Entertaintment

James Cameron Stated That He Intends To Do A Film Based On Hiroshima

James Cameron

James Cameron’s long-standing idea may finally come to fruition. The acclaimed filmmaker and current box office darling recently informed the Los Angeles Times that he still plans to create a film based on Charles R. Pellegrino’s 2010 book The Last Train From Hiroshima: The Survivors Look Back. To be sure, Cameron voiced his desire to make the contentious item into a feature when it was initially published. He and Pellegrino had also met Tsutomu Yamaguchi, the book’s main character, a month before his death in 2010.

Yamaguchi, a naval engineer, amazingly escaped the World War II atomic explosions of Nagasaki and Hiroshima. Unfortunately, the picture has been blocked over time, but The Terminator director has not given up on it. James Cameron, who has a net worth of $720 million, recently told the Los Angeles Times that he still intends to create a film on Hiroshima and Nagasaki.

“Would be as relevant as ever,” says James Cameron of his upcoming Hiroshima film.

Cameron confessed to Jordan Riefe of the Los Angeles Times that a Hiroshima film based on The Last Train From Hiroshima: The Survivors Look Back is still his dream project, even after more than a decade after the book’s publication. He explained why the film would be relevant in today’s circumstances by referring to the Ukraine-Russia conflict and surging nationalism. Cameron said, ”

“We live in a more dangerous world than we believed… I believe the Hiroshima picture would be just as pertinent, if not more so. It serves as a reminder of what these weapons are capable of when employed on human beings.”

James Cameron

A Hiroshima film, admittedly, is consistent with James Cameron’s cinematic approaches and aesthetics.

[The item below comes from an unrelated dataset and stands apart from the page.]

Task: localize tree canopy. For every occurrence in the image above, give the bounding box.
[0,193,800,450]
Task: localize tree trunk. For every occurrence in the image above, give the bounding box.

Virtually all of Cameron’s films show the ongoing conflict between nature, humans, and intelligent robots, as well as corporate and wealthy avarice, with strong female characters and romance subplots propelling the story along.

This may be the topic of the director’s large project once it gets going.

But, the Canadian director will not be able to document the Hiroshima-Nagasaki explosions anytime soon since he is presently working on Avatar 3, the third installment in the critically and financially successful trilogy. Avatar: The Way of Water, the second installment, is now a movie office hit. The film, directed by James Cameron, has grossed $2.245 billion (and is climbing) on a budget of $350-460 million. His Titanic also made a lot of money when it was re-released on February 10, 2023.

James Cameron

For the time being, if you want to brush up on your Hiroshima-Nagasaki knowledge, head to Netflix or other platforms to watch some of the best movies/documentaries made about the disaster, including White Light, Black Rain: The Destruction of Hiroshima and Nagasaki (2007), Greatest Events of WWII in Color (2019), and Fat Man and Little Boy (1989), among others.